What is the latest update on the revised Roanoke Connect broadband initiative? Where and when will the connections begin? How long will the project take?
Roanoke Electric Co-op President and CEO Curtis Wynn provided answers to many burning questions about the initiative, covering everything from its rocky start to its re-envisioned path to success, during the Sept. 10 Broadband and Beyond webinar.
“As a co-op we stepped up to take on this project not because it was inexpensive or easy,” Wynn said. “Broadband is something we realize people need and are excited to get, and we’re working as hard as we can to get it to you.”
A summary of his update, presented in a question and answer format, is provided below:
Q: After the previous effort was put on hold, what has been accomplished since then?
A: A lot has been taking place behind the scenes that will offer added value to our community.
– First, we selected a better, more robust technology.
– We have also been able to secure more grant funding, which is to offset the enormous cost of this endeavor. We have been awarded two already, a North Carolina Great Grant and a Community Development Block Grant. We have five additional grant applications in the hopper.
– With our current rollout, we are also incorporating a bundled package that will include voice services. Also included will be video services, such as SLING TV, an app-based TV service that lets you stream live tv and on-demand content over the internet.
Q: How expensive is this endeavor and who is going to pay for it?

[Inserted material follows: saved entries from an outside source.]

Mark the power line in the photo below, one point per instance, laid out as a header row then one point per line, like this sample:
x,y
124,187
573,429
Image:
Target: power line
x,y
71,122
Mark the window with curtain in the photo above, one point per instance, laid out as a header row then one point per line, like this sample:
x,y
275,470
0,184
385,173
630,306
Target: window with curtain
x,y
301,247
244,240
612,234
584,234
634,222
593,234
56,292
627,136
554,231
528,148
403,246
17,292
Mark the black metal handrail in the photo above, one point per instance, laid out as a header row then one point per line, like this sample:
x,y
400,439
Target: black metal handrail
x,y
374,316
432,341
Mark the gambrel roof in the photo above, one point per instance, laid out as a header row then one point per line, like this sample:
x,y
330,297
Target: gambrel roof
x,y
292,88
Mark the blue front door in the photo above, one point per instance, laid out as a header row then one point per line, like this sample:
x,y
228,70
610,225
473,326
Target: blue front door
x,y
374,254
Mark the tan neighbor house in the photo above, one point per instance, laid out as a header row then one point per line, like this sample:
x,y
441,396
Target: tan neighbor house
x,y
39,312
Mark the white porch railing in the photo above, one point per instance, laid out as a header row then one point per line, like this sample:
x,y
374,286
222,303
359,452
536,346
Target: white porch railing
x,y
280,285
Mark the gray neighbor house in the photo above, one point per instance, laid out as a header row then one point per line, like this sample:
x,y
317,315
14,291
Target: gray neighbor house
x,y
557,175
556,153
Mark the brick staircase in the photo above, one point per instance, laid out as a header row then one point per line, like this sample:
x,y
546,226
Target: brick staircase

A: This is an extremely expensive endeavor. It will cost at least $20,000 to $30,000 per mile to lay out the infrastructure over 2,000 square miles. Securing state and federal grants is critical to helping us fund this project. These grants require the co-op to put up matching dollars. As such, the co-op must leverage the money it spends on Roanoke Connect, so it’s not at the expense of providing electric service to our member-owners. The revised plan will also offer broadband service to more densely populated areas –outside of the co-op’s service territory — to help us offset the higher cost of fiber-to-premises.
Q: Why will the project take so long?
A: The goal is to bring the fiber network to each area as quickly as possible. A lot of preparation is needed before connecting homes and businesses within our communities. It is a lengthy process to map and place the fiber with many variables to consider along the way. It also takes a lot of time to develop a construction plan and work with local authorities on permitting and other requirements, which will be ongoing until completion.
Q: What does the actual construction entail?
A: Once an area is designated for fiber service, there is more design, engineering, and staking work that needs to be done. At each site, construction crews must mark the areas of existing wires, pipes, water lines, etc. This helps them when they are digging and dictates where the fiber will be placed. After that, they lay the fiber optic cables in the ground.
Q: Where was the first place designated for the construction to begin?
A: Construction began east of Jackson, North Carolina. It was selected first because of grant funding requirements. Our plan is to start connecting people in that area to internet service in November.
Q: How is the co-op determining where construction will take place next?
A: We are aiming to be as efficient and streamlined as possible during each buildout phase.
– First, our priority is grant-funded areas. The Federal Communications Commission uses maps that show areas where there is no broadband coverage. Those maps dictate where the co-op can apply for grant funding. Those grant-funded areas are what we will target first.
– Our dual deployment strategy is to also target areas with high density and demand. When people sign up, on register.roanokeconnect.com, the location shows up on a map that we use to determine the areas that will give us the best return on our investment; allowing us to eventually serve all of our member-owners.
– Thirdly, we will direct our efforts to sparsely populated remote areas, where there is a lot of dense forestry. We will not be able to run fiber optic cables in that terrain, so we are researching technologies to ensure they also have internet access.
Q: Why is it so important for people to continue to sign up now for internet service, if they have not already?
A: It helps us gauge interest and not spend money building a fiber network in areas where residents do not want it and where it cannot be financially sustained.